A study of the magnitude-7.7 earthquake that shook the northern coast of British Columbia, Canada, last October has solved a longstanding argument about the region’s geology. The finding suggests that even Pacific islands as far away as Hawaii might need to worry about tsunamis originating from this part of the Canadian coast.
Most of the tsunami threat in North America’s Pacific Northwest stems from the Cascadia fault, where the Juan de Fuca crustal plate dives beneath Washington, Oregon, and parts of California and British Columbia. The 2012 quake struck north of that region, where the Pacific crustal plate slides towards Alaska along a major geological fault known as the Queen Charlotte.

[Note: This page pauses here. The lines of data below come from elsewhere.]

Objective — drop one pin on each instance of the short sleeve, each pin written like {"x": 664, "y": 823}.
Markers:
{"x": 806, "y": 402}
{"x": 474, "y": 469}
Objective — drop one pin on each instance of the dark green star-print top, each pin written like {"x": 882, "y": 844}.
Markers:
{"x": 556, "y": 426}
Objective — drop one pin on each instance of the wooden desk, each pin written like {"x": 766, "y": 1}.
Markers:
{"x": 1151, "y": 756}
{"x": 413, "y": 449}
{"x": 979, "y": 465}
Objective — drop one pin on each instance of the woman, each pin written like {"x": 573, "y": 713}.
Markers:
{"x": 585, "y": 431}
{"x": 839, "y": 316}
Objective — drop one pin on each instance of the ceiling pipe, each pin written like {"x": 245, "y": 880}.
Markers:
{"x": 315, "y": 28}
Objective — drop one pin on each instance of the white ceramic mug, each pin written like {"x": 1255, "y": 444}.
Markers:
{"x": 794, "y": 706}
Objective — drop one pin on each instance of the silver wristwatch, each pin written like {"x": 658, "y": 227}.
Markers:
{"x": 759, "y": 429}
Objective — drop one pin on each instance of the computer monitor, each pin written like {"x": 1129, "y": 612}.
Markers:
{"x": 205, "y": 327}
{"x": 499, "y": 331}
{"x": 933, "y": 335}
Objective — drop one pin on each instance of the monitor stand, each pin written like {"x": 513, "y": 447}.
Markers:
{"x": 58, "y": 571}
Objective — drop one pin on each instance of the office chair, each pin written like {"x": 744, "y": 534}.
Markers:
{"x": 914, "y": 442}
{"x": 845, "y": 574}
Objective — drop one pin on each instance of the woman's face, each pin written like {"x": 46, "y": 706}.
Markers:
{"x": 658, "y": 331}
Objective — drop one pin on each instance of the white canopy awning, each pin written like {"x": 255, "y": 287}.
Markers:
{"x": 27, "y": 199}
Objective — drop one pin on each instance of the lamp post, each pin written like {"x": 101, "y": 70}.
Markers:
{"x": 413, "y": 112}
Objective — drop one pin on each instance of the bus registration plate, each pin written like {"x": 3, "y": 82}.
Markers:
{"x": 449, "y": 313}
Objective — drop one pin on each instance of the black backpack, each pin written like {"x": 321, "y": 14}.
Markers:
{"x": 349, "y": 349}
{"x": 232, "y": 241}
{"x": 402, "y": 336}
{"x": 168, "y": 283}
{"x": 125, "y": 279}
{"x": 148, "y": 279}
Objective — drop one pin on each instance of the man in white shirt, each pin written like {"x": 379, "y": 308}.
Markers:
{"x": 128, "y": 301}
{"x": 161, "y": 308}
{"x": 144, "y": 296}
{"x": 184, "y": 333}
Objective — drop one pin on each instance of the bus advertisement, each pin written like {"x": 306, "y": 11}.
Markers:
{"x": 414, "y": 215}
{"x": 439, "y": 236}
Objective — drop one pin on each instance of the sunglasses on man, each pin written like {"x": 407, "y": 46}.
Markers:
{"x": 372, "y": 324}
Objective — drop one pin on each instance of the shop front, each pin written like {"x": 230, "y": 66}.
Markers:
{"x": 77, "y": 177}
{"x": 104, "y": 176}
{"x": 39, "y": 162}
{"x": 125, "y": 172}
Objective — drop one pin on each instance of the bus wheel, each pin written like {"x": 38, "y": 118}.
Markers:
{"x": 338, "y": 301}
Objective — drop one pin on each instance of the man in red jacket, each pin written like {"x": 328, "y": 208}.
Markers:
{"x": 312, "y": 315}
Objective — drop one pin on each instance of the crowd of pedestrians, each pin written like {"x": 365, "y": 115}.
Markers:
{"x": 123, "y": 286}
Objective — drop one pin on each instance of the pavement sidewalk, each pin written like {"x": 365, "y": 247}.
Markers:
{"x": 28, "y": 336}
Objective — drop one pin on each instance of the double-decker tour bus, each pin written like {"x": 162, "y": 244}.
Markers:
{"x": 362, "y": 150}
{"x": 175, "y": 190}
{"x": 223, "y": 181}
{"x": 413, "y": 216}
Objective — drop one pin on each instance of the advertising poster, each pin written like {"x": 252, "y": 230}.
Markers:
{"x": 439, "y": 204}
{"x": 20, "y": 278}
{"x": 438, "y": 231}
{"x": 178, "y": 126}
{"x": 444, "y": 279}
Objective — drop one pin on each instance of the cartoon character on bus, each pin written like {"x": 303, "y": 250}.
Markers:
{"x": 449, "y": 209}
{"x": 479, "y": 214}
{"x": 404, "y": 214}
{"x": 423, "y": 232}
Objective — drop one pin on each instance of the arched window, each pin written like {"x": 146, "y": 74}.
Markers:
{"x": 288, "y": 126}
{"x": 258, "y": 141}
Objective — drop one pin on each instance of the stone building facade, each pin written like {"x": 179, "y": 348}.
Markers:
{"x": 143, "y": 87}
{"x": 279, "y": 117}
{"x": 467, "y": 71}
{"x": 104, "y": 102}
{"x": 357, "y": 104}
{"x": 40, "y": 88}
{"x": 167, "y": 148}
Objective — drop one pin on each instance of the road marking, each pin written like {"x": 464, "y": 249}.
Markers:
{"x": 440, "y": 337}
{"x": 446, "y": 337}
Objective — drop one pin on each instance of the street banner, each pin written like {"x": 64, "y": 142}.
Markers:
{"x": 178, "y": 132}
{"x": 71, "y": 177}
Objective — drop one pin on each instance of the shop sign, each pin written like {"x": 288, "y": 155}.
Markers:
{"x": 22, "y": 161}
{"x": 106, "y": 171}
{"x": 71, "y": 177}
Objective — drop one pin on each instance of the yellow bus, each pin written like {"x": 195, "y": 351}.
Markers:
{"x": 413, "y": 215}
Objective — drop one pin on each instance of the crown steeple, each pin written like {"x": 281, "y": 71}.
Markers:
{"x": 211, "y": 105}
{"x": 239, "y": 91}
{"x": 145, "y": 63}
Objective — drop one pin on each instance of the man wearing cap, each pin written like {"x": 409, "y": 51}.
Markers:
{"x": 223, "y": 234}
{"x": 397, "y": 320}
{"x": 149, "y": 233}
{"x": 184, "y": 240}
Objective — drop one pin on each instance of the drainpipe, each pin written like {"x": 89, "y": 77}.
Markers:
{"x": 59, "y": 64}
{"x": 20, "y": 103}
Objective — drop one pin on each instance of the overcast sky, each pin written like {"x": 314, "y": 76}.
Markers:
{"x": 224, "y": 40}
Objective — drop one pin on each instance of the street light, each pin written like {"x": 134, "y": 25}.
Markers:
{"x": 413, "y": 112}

Many scientists had thought that this ‘strike–slip’ motion would not yield big tsunamis, because the two sides of the sea floor move along the horizontal axis, displacing less water than shifts upwards or downwards. But on 27 October 2012, the sea floor near the Haida Gwaii archipelago ruptured along a fault perpendicular to the Queen Charlotte fault. The quake shoved a chunk of Pacific sea floor directly under the North American continent, pushing it upwards and creating the sort of vertical motion that can generate sizeable tsunamis (see ‘Down and out’).
Thorne Lay, a seismologist at the University of California, Santa Cruz, and his colleagues describe this ‘thrust’ geometry in a paper published on 11 June in Earth and Planetary Science Letters. The work confirms that big, dangerous quakes can happen in this region — an idea suggested by researchers at the Geological Survey of Canada in the 1980s, but one that had not been widely recognized, Lay says.
The earthquake was the second largest ever recorded in Canada by scientific instruments. It sent tsunamis rushing at least 7.6 metres up the rugged and sparsely populated western coast of Haida Gwaii. “If it had occurred in the summer, there may well have been people in harm’s way,” says Lucinda Leonard, a geoscientist at the Geological Survey of Canada in Sidney, British Columbia, who led a recent assessment of Canada’s tsunami hazards.
The quake also sent waves racing much farther afield. Forecasters sent alarms to Hawaii, 4,000 kilometres away in the middle of the Pacific Ocean. Coastal areas of several islands were evacuated, leading to huge traffic jams. And when the tsunami that materialized was smaller than anticipated — no more than 80 centimetres — people were not impressed.
“My friends on the north side of Oahu felt like they’d been put in harm’s way” in the rush to evacuate to higher ground, says Lay. “We need to better anticipate when there will be dangerous waves.”
Lay thinks that the forecasters did the right thing by erring on the conservative side and warning of a tsunami that was bigger than what actually arrived. But next time, he says, they may do a better job, as they can plug data from the Haida Gwaii quake into models and refine their predictions.
The Queen Charlotte fault itself is unlikely to break again in the near future but geologists may need to rethink whether thrust faults near strike–slip ones could break unexpectedly. The 1989 Loma Prieta quake, near San Francisco, California, also had a surprising amount of vertical movement along a strike–slip fault, says Lay.